Photo Credits: NBC News and LA Times
By Hudson Leung (MPA/MBA Tuck, 2019) and Wilson Tong (MPA/MBA Wharton, 2018)
It was 5:30AM on Election Day, and we were both awake and energized, with just a few hours to go before we could cap a long season of campaigning.
One of us (Hudson) was preparing to conduct poll watching and exit polling in Boston’s Chinatown, and the other (Wilson) was heading to the airport to catch a flight back to Philadelphia to vote in his hometown.
It turned out to be a very long Election Day (and Night), with enduring physical and emotional drain—an experience shared by millions of Americans and people across the world who are processing Donald Trump’s victory.
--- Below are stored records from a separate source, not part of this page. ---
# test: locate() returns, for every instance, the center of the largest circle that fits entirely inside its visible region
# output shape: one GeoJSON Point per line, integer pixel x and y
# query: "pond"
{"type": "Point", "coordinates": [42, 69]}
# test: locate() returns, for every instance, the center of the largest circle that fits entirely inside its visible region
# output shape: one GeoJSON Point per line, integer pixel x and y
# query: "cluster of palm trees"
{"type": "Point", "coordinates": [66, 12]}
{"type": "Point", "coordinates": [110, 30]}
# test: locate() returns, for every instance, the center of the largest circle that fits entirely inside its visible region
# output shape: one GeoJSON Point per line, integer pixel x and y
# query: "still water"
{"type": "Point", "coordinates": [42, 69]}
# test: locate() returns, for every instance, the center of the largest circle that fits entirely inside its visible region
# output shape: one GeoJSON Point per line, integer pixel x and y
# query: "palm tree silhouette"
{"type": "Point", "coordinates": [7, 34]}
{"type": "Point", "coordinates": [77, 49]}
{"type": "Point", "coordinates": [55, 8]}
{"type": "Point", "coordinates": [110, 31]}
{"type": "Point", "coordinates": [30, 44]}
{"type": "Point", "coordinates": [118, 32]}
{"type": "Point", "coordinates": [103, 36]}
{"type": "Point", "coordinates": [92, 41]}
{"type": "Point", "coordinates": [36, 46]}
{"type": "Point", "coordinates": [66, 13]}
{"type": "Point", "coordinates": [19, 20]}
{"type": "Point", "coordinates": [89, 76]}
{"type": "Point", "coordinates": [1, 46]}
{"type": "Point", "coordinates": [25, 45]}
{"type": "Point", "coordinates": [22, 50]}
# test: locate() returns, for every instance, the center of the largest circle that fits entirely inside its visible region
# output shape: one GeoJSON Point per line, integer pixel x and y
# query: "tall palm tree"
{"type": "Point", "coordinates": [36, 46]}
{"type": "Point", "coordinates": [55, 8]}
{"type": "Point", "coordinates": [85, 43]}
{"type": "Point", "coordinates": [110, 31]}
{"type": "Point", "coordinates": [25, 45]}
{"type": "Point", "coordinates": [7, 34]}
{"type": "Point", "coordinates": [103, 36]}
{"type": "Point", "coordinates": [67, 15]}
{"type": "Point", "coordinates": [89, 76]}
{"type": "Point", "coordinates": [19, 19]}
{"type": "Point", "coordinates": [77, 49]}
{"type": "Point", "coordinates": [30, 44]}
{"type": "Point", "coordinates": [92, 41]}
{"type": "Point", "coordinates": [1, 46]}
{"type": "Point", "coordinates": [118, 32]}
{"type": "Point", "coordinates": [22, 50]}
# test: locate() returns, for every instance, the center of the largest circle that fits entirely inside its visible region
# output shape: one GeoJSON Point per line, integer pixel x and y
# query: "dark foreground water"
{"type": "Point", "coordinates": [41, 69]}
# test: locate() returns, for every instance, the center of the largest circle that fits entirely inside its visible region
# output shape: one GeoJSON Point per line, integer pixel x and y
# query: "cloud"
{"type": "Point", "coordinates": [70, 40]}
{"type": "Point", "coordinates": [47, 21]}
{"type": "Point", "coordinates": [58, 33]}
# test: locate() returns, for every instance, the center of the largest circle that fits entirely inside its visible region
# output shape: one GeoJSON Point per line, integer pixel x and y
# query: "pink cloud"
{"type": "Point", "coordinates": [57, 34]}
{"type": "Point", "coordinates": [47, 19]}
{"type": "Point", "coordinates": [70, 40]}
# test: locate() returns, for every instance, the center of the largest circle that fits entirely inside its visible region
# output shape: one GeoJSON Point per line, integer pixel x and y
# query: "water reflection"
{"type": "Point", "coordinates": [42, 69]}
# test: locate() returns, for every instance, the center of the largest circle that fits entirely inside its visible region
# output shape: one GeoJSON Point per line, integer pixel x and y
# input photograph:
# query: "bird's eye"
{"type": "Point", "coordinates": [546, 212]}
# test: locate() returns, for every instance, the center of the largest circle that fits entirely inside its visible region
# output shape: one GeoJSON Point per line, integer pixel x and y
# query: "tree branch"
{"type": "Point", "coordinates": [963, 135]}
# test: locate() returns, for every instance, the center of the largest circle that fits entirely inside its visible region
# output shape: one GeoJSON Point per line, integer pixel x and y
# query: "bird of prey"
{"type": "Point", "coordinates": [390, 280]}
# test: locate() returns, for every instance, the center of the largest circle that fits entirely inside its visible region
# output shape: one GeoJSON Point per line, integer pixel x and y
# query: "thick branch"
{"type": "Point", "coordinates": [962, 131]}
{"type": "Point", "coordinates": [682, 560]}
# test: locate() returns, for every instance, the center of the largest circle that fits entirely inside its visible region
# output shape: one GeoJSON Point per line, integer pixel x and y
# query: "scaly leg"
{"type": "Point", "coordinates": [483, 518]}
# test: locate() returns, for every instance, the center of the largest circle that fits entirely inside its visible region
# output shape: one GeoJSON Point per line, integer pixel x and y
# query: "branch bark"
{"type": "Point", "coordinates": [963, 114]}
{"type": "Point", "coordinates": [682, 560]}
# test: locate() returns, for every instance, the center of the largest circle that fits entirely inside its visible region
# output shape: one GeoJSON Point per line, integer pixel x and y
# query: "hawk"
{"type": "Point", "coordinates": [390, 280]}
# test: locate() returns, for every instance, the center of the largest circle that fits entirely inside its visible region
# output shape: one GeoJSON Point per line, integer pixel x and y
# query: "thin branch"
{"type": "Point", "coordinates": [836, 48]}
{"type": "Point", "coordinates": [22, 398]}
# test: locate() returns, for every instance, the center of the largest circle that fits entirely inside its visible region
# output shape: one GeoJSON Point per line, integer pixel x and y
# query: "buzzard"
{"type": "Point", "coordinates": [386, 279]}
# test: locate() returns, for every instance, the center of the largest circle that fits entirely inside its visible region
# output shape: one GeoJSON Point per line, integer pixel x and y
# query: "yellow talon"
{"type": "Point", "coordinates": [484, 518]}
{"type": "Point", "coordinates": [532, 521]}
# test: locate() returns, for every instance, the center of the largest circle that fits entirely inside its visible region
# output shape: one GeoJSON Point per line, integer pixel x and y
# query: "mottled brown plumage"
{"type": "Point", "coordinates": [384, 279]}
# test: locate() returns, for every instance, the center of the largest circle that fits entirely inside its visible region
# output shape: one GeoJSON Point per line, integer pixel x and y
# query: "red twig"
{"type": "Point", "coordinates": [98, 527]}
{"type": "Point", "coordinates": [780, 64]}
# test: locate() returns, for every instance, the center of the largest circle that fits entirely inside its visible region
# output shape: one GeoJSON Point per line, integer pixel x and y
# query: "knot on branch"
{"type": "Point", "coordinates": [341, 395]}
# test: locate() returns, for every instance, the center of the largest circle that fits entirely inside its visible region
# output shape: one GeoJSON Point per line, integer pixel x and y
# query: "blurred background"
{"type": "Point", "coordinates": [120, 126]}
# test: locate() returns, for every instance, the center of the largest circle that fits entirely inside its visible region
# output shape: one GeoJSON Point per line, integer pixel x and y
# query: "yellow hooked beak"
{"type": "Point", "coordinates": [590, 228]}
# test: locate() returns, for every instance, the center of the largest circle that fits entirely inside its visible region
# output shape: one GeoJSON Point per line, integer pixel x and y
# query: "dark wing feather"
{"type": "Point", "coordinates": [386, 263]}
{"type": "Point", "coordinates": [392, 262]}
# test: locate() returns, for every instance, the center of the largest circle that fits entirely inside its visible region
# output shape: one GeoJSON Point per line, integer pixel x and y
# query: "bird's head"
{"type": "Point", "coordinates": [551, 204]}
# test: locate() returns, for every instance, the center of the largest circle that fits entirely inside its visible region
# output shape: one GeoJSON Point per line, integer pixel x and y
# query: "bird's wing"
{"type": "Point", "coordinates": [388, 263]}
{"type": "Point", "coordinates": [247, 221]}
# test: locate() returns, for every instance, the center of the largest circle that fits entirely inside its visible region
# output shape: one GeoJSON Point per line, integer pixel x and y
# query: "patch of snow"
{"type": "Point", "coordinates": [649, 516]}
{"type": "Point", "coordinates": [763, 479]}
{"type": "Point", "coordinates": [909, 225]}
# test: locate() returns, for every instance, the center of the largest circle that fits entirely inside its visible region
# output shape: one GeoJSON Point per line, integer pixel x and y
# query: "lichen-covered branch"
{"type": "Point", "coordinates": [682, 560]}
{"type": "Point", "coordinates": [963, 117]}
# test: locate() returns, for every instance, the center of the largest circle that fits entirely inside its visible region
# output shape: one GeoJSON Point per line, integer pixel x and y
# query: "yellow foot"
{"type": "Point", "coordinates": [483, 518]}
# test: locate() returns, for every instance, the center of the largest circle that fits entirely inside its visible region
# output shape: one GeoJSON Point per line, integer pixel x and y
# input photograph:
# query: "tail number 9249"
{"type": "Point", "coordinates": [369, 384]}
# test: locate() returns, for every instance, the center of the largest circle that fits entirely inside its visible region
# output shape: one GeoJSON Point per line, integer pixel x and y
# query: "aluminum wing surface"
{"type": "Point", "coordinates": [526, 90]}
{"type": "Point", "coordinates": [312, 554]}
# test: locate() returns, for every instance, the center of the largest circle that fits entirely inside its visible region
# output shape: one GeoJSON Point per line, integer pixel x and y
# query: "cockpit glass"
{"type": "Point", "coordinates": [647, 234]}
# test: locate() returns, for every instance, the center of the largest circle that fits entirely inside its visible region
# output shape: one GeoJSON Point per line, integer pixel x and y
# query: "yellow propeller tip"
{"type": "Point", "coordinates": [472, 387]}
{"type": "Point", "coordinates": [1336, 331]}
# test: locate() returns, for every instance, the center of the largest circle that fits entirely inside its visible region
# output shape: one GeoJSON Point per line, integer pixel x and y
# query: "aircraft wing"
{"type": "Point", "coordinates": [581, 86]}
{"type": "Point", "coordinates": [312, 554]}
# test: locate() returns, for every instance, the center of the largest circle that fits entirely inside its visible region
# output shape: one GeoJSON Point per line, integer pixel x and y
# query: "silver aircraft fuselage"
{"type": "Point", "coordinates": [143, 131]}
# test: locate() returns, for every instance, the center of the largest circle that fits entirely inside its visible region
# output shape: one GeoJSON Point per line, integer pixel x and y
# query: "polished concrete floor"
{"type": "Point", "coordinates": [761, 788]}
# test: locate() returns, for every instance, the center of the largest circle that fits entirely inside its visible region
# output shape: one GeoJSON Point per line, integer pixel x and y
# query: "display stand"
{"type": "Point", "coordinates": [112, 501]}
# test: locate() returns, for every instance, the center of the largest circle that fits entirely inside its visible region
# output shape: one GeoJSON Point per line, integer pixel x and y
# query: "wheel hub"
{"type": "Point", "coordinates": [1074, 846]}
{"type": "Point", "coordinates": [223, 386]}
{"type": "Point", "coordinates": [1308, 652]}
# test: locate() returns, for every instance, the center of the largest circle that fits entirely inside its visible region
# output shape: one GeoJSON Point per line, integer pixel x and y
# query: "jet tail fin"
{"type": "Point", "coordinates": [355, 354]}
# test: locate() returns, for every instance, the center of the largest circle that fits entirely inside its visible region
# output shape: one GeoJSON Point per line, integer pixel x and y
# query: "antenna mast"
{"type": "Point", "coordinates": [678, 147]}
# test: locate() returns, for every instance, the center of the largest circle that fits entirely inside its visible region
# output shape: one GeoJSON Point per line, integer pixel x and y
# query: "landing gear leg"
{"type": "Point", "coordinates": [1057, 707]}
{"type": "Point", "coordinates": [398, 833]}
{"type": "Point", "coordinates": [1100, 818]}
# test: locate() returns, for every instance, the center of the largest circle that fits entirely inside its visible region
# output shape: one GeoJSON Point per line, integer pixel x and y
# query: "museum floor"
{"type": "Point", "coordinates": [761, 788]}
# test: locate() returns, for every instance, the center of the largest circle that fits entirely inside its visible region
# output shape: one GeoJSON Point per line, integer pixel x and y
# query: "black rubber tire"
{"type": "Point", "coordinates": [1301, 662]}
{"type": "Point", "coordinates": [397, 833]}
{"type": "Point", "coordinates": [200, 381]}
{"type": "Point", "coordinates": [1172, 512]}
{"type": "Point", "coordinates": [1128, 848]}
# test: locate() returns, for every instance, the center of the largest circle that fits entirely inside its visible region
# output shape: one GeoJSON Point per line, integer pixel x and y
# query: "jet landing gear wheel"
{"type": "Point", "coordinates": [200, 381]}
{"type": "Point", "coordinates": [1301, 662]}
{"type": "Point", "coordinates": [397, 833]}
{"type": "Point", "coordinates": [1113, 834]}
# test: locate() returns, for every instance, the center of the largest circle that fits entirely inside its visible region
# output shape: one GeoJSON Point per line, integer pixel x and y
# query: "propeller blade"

To us, as active volunteers for Hillary Clinton in New Hampshire throughout this election cycle, it was clear the race would be tight. A Donald Trump victory was certainly within the realm of possibility.
However, what surprised us most about the election was how some naturalized (first-generation) Asian immigrants—Asians of our parents, aunts, and uncles’ generation—appeared to vote: Donald Trump for President. Although Hillary Clinton overwhelmingly won the support of Asian Americans, especially those who are second-generation (e.g., born in the U.S.), we were, and remain, troubled by the generational divide.
There were many potential issues at play, including health care, taxes, and racism—but Donald Trump’s strong message on immigration has repeatedly been highlighted as a key factor influencing older Asian voters.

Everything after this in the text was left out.